DiagnosticNews . Dezember 2003 . Steuerrecht
Umstellung in der Vertriebstätigkeit der französischen Tochtergesellschaft
Verdeckte Kundenstammübertragung
Die französische Steuerfalle
Für viele deutsche Gruppen ist die Umstellung und Rationalisierung ihrer europäischen Vertriebsorganisation zu einer Herausforderung geworden. Die alte herkömmliche französische Vertriebstochter wird dabei in Frage gestellt. Ein zentrales europaweites Auslieferungslager und eine von der Muttergesellschaft direkt ausgehende Fakturierung an den ausländischen Endkunden gehören mehr und mehr zum Normalfall. Verbesserte Logistikabläufe, gruppeneinheitliche Informationssysteme sowie die ständige Suche nach Kosteneinsparmöglichkeiten unterstützen diese Tendenzen. Die französische Tochtergesellschaft wird zum reinen Kommissionär; die Kundenverträge werden für und im Namen der deutschen Obergesellschaft abgeschlossen und die Fakturierung erfolgt direkt von dieser an den ausländischen Endkunden.
Dabei werden jedoch oft die spezifischen Eigenheiten des französischen Marktes (z.B. nur mit einem französischen Lieferanten zu verhandeln und nur ihn als Vertragspartner zu akzeptieren), die ja ursprünglich zur Gründung einer selbständigen Vertriebstochter geführt hatten, völlig außer Acht gelassen. Aber insbesondere die Steuerproblematik, die sich aus der Änderung der Vertriebstätigkeit ergibt, wird oft sträflich vernachlässigt und kann zu erheblichen finanziellen Konsequenzen führen. Nachstehend deshalb zumindest ein kleiner Überblick zu den möglichen Steuerfolgen einer solchen Umstellung.

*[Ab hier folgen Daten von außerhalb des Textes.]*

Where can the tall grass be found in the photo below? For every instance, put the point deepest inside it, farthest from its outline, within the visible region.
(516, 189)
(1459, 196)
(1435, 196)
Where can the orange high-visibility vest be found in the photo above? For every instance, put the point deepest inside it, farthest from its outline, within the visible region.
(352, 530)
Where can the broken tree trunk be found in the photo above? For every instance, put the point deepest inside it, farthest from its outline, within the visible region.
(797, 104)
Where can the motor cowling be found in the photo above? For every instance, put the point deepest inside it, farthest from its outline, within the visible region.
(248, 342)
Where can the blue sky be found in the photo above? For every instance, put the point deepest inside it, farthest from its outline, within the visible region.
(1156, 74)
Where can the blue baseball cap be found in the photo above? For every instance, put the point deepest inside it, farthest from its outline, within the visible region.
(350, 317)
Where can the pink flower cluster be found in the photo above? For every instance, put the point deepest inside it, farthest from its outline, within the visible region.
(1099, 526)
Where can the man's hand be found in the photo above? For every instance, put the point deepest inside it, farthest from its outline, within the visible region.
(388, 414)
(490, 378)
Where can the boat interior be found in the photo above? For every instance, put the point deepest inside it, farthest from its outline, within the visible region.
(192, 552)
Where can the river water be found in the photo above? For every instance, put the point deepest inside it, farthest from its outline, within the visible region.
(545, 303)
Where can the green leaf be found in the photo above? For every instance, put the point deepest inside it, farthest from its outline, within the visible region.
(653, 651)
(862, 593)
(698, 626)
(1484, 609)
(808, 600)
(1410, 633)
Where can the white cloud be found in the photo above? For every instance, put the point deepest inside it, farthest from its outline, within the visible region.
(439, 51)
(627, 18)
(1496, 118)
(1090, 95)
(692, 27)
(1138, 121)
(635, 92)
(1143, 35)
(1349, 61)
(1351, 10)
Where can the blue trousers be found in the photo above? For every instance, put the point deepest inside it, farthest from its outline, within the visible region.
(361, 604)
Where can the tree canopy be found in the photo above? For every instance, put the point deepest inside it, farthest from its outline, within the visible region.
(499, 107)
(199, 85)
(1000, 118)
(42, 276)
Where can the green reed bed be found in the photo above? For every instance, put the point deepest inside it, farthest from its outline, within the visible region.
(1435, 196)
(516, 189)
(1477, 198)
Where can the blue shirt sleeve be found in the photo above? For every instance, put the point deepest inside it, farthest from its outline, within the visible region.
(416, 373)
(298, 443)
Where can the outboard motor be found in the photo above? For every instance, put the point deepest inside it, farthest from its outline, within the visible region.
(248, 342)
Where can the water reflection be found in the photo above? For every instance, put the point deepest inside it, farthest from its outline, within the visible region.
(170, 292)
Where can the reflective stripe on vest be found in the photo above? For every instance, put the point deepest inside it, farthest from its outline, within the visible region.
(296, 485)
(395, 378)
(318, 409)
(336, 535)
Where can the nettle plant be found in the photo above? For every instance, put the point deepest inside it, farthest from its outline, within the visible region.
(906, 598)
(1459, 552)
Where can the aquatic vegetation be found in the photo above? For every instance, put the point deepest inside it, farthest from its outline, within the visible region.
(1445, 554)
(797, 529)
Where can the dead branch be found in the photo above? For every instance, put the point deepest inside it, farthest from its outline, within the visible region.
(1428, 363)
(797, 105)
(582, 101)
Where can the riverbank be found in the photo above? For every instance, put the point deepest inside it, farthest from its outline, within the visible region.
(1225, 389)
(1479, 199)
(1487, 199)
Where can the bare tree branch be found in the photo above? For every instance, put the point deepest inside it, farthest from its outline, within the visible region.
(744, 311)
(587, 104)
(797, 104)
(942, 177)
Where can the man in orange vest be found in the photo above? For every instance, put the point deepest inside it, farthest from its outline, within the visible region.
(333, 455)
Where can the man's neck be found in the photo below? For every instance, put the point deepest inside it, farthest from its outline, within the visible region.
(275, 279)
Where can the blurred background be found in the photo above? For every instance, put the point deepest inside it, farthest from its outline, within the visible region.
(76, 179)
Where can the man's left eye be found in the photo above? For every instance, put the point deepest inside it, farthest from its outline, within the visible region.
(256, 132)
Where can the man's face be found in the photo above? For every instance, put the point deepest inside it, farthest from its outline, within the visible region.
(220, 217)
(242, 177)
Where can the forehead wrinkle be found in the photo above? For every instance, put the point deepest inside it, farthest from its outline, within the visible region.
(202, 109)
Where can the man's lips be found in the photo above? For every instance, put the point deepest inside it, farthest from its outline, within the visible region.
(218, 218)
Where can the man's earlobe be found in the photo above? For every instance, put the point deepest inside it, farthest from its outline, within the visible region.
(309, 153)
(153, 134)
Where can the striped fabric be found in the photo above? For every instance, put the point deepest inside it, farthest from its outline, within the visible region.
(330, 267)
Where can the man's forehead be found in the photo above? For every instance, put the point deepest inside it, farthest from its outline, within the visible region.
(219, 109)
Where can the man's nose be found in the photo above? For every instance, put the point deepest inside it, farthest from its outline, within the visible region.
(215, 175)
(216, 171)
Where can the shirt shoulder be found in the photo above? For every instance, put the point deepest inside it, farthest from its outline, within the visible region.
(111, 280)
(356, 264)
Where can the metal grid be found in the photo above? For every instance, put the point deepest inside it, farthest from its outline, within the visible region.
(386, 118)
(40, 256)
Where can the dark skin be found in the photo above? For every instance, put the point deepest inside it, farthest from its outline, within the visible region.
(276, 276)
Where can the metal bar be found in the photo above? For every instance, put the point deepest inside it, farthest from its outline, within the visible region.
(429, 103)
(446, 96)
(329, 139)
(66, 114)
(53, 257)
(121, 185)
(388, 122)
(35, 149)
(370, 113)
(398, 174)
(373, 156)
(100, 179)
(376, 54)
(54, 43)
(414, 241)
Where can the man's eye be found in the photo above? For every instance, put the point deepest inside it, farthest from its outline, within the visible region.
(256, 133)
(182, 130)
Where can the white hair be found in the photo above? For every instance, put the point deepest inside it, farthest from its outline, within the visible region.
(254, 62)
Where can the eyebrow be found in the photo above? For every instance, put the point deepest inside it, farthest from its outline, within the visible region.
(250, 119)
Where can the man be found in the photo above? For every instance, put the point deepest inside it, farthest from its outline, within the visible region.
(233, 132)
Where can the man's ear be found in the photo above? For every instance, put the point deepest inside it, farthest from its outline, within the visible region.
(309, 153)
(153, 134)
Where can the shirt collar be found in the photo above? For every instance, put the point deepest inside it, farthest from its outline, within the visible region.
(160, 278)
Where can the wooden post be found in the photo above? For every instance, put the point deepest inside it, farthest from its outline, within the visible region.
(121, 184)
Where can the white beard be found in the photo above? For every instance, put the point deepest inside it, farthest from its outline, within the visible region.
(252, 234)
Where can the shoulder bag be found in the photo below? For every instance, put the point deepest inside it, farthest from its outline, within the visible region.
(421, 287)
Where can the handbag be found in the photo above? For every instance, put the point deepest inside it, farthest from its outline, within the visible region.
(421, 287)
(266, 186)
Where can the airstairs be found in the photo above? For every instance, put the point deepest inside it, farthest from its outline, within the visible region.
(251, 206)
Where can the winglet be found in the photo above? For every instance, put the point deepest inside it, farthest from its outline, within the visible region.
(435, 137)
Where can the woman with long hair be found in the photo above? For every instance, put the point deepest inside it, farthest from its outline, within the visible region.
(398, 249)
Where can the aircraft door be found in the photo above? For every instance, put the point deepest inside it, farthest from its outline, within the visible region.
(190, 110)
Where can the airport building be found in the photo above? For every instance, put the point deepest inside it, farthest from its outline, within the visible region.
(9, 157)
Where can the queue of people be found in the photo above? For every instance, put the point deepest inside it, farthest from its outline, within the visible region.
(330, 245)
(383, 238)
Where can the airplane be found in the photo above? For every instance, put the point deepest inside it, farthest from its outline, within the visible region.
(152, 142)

Die „Umstellung der Fakturierung“ kann aus französischer Steuersicht als eine Abtretung des Kundenstamms („cession de fonds de commerce“) angesehen werden. Eine solche Abtretung wird mit einer Registersteuer (droit d’enregistrement) in Höhe von 4,8%, die auf den Verkehrswert des abgetretenen Vermögenswertes zu entrichten ist, belegt. Für die Ermittlung der Bemessungsgrundlage des Kundenstamms können sich bei späteren Steuerprüfungen – insbesondere wenn aus Unwissenheit überhaupt keine entgeltliche Abtretung erfolgte – erhebliche Streitpunkte ergeben.
Des Weiteren wird im Allgemeinen durch diesen Übertragungsvorgang aber auch noch ein ertragsteuerliches Problem hervorgerufen. In der Regel handelt es sich nämlich bei dem „abgetretenen Kundenstamm“ um ein nicht bilanziertes immaterielles Wirtschaftsgut. Es entsteht also ein Ertrag bei der französischen Tochtergesellschaft, der mit einem Satz von 33,3% zu versteuern ist. Es ist leicht verständlich, dass hier die französische Finanzverwaltung ein noch größeres Interesse für eine angemessene Bewertung des abgetretenen „Fonds de commerce“ zeigen wird.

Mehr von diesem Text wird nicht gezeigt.